Meanwhile, across the Atlantic, Germany threw out its fiscal playbook and dropped a historic spending bombshell—up to 20% of GDP in support. That sent German stocks soaring, bond yields spiking, and eurozone growth forecasts moving north. The divergence between Wall Street and Europe widened throughout the week before cooling off on Friday, but this transatlantic economic gap isn’t going away anytime soon.

And let’s not forget China’s latest five-year plan—5% growth, fueled by government spending that will push the budget deficit to a record 4% of GDP. Fiscal policy is doing the heavy lifting everywhere except in the U.S., where uncertainty around tariffs and trade policy continues to dominate the conversation.
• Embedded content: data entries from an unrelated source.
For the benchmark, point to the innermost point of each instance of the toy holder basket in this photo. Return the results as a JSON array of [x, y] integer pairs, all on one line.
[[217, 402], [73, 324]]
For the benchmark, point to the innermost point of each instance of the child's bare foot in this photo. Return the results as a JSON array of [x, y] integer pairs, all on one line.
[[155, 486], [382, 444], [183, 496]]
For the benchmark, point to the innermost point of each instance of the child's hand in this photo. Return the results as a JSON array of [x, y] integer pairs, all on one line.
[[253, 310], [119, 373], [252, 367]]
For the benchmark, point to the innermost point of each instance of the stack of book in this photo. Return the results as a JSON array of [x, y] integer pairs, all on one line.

It was a chaotic week—German fiscal fireworks, U.S. recession rumblings, Wall Street’s rollercoaster ride, and a fresh round of geopolitical uncertainty. Strap in, I suspect this week won’t be much quieter.

FOREX MARKETS

Trade war fears are ringing recession alarm bells across global markets, and for good reason. The uncertainty surrounding tariffs and retaliatory measures is rippling supply chains, squeezing corporate margins, and making businesses think twice before expanding or hiring. Hence, the best recession defence in the global economic tumult could be the long yen trade as Japanese funds and the retail army repatriate funds against an increasingly grimmer global outlook.

COMMODITIES

Over in commodities, crude oil is on the ropes, posting its seventh straight weekly decline as supply concerns overshadow demand optimism. Meanwhile, gold shined as a safe-haven play, climbing for the week as traders sought refuge from the market storm. When uncertainty reigns, gold tends to have the last laugh.